30.3.03

Santinhos

Na fila, o homem chegou e me abraçou forte, não querendo me largar. Eu dava tapinhas nas suas costas, evitando parecer selvagem com um cara que só podia ser louco, a me perguntar: “Tem dinheiro aí?”. “Tenho uns trocados, sim”, falei sacando minha carteira com uma foto que ele, me soltando, passou a admirar: “Sou eu este daqui”, ele disse a sorrir e a babar como quando um bebê reconhece a atenção franca de um desconhecido. A foto era minha, confesso, na Primeira Comunhão. Sempre achei esclarecedora do meu jeito vida afora aquela expressão beatífica que o seu Karol, o fotógrafo judeu, me ensinara a compor. E o louco de cabeça raspada e cheiro de mijo se achava ali. Quando lhe ofereci os trocados ele não quis. Viu o sinal aberto e partiu.

Albergue

Quantas vezes corri esbaforido ao cinema para pegar em tempo uma sessão. Nem sempre por uma premência artística. Apenas para me saciar no escuro onde ninguém sabe de mim. Longe de cadeiras ocupadas, adormeço em muitos filmes para só no fim despertar. Não bem um sono, de fato, como na cama onde me atiro com avidez de apagar. Fico olhando as imagens, isso sim, para pensar no que elas não podem me dar. Assim vejo outro filme, um sempre ausente da tela mas sempre vivo no quase cochilo do tato, aqui, no suor da minha mão.
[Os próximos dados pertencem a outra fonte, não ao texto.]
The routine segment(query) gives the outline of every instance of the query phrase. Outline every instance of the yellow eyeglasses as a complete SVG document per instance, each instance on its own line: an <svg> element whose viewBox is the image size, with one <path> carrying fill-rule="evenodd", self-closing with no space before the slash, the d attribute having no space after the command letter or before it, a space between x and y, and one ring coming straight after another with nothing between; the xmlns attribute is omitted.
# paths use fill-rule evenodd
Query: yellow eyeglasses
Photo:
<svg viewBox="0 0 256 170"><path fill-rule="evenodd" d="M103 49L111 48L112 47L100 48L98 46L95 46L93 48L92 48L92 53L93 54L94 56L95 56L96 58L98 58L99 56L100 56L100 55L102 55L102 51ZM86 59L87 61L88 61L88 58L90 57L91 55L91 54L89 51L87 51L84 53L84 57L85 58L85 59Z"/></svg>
Ao voltar ao espetáculo percebo que um novo personagem apareceu e que a música de Bernard Herrmann está custando a chegar com o apogeu – mas, quando ela vem, vejo estar sequioso por mais uma sessão.

Leite & fel

Não havia destino anterior àquela rocha à beira do Guaíba. Foi nela que sentei. As águas cintilavam. Não havia nada que pudesse lembrar. Me fiz de profeta, alguma coisa assim: pernas dobradas, joelhos nas pontas laterais, sobre eles os dedos fazendo o tal círculo (em outras ocasiões obsceno), sei lá para quê. Assim fiquei, nessa pachorra um tanto encenada. Para quem?, pra ninguém, não se via viva alma por perto. De algo eu lembrava: fugira um dia antes. Só não sabia de onde. Recordava que na escapada uns galhos me feriram a testa e que num ponto da caminhada abriu-se o rio, essa rocha. Desabotoei a camisa, vi ser eu uma mulher. Na bolsa presa ao ventre, lembrando um canguru, um bebê sofria espasmos. Botei sua boca no bico do meu seio. E assim pude morrer.